Nach kleineren und größeren Ärgernissen können wir uns nun wieder den schönen Dingen widmen, zum Beispiel der Optik von Bomb Rush Cyberfunk. Aus den digitalen Dosen wird nämlich nicht nur Graffiti-Farbe, sondern auch eine ordentliche Portion knallig-bunte Dreamcast-Atmosphäre versprüht, die die geistige Identität von Jet Set Radio mit all ihren Ecken und Kanten in die Gegenwart holt. Die blockigen Charaktere in ausgefallenen Outfits, die einfarbigen Autos und die poppigen Werbetafeln machen New Amsterdam zu einer malerischen Metropole, die sich auch im Vergleich zu fotorealistischen Cyberpunk-Citys sehen lassen kann.
Pure Ästhetik
Dazu tragen natürlich auch die gelungenen Graffitis bei, die ich in einem nur zwei bis drei Sekunden andauernden Mikrospiel an den Wolkenkratzerwänden hinterlasse. Nicht nur, dass ich die Stadt so Stück für Stück noch bunter mache, ich markiere auch wortwörtlich mein Revier, indem ich die Sprühkunst anderer Gangs übermale.

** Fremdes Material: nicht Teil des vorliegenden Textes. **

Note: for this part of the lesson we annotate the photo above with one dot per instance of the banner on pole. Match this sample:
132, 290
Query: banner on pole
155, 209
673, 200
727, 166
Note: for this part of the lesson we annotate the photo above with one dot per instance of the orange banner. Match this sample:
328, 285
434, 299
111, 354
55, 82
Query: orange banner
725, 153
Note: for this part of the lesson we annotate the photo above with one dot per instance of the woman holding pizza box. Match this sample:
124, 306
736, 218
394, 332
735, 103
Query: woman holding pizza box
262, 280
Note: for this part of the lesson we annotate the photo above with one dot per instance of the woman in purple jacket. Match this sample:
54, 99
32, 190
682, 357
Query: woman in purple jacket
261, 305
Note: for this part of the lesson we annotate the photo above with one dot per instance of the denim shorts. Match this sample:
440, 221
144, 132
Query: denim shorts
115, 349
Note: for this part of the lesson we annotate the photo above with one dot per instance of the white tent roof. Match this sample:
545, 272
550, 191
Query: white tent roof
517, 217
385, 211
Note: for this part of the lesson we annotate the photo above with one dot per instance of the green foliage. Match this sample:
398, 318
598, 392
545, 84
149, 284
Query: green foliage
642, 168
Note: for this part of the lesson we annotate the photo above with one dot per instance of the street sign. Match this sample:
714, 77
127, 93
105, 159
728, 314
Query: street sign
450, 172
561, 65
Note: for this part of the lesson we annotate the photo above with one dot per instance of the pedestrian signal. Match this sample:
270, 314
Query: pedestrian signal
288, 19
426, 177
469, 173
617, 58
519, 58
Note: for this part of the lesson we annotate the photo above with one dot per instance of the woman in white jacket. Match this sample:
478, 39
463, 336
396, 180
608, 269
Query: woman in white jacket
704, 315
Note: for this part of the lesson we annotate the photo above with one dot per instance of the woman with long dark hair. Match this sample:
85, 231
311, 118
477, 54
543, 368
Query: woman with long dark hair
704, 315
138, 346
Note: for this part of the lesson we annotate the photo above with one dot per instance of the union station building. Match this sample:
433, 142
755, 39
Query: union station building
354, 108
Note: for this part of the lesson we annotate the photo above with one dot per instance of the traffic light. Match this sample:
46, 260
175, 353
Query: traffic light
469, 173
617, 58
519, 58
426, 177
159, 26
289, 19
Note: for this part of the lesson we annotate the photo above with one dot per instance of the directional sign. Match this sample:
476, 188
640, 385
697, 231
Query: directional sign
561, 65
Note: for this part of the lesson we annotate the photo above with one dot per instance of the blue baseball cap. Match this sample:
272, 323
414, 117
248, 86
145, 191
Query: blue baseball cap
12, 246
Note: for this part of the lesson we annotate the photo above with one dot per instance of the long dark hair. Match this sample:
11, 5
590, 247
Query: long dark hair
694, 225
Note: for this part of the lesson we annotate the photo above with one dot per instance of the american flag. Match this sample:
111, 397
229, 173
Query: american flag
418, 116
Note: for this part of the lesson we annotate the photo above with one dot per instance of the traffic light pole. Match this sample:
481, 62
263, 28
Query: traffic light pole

Das Mikrospiel selbst ist nicht der Rede wert: In einer sternförmigen Vorlage bewege ich meine Linie von rechts nach links oder diagonal und jedes Graffiti hat dabei seinen eigenen Verlauf, den ich in meinem virtuellen Handy jederzeit nachschauen kann. Die verschiedenen Straßenmalereien sind dafür umso beeindruckender und extra von Künstlern für das Spiel angefertigt worden. Hier ist Herzblut in die Sprühdosen geflossen.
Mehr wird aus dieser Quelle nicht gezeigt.